Years before opening his café, McKim sold espresso machines and roasted coffee in a warehouse on weekends after discovering his passion. Cuvée slowly started appearing in independent shops and on shelves at H-E-B. 

The company hit its stride in 2011, inventing specialty coffee staples, such as the nitro cold brew, brewing coffee like canned beer and popularizing cold coffee. Their signature foam’s creamy texture commonly appears in Starbucks drinks today. When making its nitrogenated cans, Cuvée adds widgets — devices also used by Guinness beer — to imitate a fresh taste. 

McKim’s son, Cole, grew up around Cuvée, and now at 21, manages the brewery.
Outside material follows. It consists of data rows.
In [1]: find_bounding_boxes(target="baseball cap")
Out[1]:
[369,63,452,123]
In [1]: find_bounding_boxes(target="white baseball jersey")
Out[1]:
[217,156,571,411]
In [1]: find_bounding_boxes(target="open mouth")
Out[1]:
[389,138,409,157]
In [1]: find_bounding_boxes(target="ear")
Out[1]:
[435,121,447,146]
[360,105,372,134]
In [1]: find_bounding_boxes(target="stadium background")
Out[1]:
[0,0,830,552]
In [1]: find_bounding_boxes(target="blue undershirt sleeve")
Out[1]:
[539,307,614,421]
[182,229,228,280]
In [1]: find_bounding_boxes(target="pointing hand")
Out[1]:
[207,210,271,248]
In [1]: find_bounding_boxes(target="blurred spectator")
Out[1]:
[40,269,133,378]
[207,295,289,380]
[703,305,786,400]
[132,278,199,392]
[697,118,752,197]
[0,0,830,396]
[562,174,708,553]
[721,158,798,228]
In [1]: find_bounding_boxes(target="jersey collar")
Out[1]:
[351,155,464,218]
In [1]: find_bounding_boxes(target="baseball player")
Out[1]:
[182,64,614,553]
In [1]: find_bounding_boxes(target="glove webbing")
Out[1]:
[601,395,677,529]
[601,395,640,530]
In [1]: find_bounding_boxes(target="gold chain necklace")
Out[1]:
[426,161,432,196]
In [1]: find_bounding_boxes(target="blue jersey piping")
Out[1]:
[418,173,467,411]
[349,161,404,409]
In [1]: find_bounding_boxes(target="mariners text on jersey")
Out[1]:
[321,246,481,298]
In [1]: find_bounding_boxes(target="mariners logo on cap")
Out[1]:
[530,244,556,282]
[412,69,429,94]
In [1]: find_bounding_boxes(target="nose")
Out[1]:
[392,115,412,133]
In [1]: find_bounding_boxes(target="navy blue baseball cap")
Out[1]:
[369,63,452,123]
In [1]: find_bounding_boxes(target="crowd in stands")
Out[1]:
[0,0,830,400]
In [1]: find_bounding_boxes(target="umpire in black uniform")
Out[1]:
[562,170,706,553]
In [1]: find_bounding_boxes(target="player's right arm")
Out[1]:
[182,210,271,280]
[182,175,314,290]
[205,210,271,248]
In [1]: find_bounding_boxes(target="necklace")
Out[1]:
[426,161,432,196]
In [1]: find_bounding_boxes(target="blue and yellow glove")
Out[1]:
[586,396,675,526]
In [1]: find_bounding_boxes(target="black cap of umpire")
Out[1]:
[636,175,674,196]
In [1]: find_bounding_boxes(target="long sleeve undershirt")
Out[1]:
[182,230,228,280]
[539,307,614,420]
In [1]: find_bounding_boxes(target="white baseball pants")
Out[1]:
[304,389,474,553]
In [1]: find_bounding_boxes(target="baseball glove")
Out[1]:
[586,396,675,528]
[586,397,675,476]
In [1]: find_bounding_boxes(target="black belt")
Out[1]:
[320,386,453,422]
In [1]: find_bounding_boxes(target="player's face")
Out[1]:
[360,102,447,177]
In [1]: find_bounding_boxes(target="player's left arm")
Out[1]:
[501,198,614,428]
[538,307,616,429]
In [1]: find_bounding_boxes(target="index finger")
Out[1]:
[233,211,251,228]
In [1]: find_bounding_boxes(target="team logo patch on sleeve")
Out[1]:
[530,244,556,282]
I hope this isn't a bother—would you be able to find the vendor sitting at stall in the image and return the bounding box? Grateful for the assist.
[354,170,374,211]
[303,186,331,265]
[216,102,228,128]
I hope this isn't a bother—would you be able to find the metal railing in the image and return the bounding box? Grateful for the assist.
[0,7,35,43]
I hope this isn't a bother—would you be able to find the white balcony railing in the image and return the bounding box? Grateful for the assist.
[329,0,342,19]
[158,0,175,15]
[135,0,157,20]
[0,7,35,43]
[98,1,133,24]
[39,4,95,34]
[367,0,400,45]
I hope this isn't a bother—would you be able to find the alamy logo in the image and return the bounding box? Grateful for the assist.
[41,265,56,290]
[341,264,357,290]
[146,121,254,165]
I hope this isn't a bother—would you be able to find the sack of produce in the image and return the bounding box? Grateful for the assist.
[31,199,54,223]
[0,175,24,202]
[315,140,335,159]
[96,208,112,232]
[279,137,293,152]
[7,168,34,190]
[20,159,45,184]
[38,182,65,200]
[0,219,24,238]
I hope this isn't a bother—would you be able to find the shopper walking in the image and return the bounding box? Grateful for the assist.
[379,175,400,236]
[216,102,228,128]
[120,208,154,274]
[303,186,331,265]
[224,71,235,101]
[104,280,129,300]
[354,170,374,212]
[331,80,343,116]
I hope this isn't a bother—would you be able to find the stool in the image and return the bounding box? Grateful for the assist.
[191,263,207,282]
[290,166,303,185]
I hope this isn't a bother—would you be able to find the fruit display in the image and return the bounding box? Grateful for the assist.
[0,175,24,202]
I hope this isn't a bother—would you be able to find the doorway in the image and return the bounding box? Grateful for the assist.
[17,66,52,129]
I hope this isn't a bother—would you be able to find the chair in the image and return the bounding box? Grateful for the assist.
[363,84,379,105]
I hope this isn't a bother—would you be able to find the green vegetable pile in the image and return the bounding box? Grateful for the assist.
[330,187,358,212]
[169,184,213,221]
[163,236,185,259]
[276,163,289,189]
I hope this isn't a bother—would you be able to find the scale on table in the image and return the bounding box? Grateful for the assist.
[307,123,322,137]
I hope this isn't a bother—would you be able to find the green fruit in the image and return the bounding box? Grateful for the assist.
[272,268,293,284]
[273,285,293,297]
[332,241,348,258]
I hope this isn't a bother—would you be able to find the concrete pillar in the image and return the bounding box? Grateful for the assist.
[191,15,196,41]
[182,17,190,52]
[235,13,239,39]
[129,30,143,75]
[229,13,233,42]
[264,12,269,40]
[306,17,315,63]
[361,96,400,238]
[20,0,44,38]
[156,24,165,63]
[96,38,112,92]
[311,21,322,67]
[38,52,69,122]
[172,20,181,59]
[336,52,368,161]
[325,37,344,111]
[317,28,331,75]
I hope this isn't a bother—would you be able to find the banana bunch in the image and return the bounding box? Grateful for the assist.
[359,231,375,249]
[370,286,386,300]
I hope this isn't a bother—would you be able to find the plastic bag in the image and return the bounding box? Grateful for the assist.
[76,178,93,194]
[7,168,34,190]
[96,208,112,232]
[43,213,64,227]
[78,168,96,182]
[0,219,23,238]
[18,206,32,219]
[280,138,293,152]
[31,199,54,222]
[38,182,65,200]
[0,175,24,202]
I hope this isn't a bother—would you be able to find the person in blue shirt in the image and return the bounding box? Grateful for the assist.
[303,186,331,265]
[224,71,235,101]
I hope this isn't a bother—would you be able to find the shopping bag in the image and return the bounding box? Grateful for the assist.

Even as a child, he said he felt pride in the brand.

“The coolest part was walking through the grocery store, seeing the product on the shelf and people buying it; I just wanted to go up to them and say, ‘I made that,’” Cole said. “It’s craftsmanship, and people use coffee to get up in the morning, so I feel like I’m helping the world.”

Although Cuvée pioneered specialty coffee, Mike McKim said he prioritizes accessibility from the roastery to the register. 

“Specialty coffee can be intimidating and elitist,” McKim said. “One of the speeches I give to our new staff is that as a barista, this is not your platform to amaze people with your knowledge but to serve them exactly what they want. If they have questions, make them feel comfortable if they don’t know what to order.” 

Gabriel Farrow, who graduated from UT in 2021, frequently shares food reviews on TikTok and said he found Cuvée while searching for a new coffee adventure. 

“It’s a quintessentially awesome vibe… You get attached,” Farrow said. “It encapsulates Austin, Texas. The baristas are super friendly and open-minded, and it’s a welcoming experience from the get-go … They are on national lists because their coffee is damn good.” 

McKim recently opened another shop, C Bar, which offers coffee cocktails along 48 East Ave. Even as the company grows, McKim said seeing his brand recognized feels humbling.

“We’re on a list like this because we’ve been doing this a long time,” McKim said. “My frontline staff feels pride when they see something like this. Being first to market (specialty coffee), as sexy as that sounds, was difficult. There’s the saying that pioneers get all the arrows and settlers get all the land, and we’ve always been pioneers.”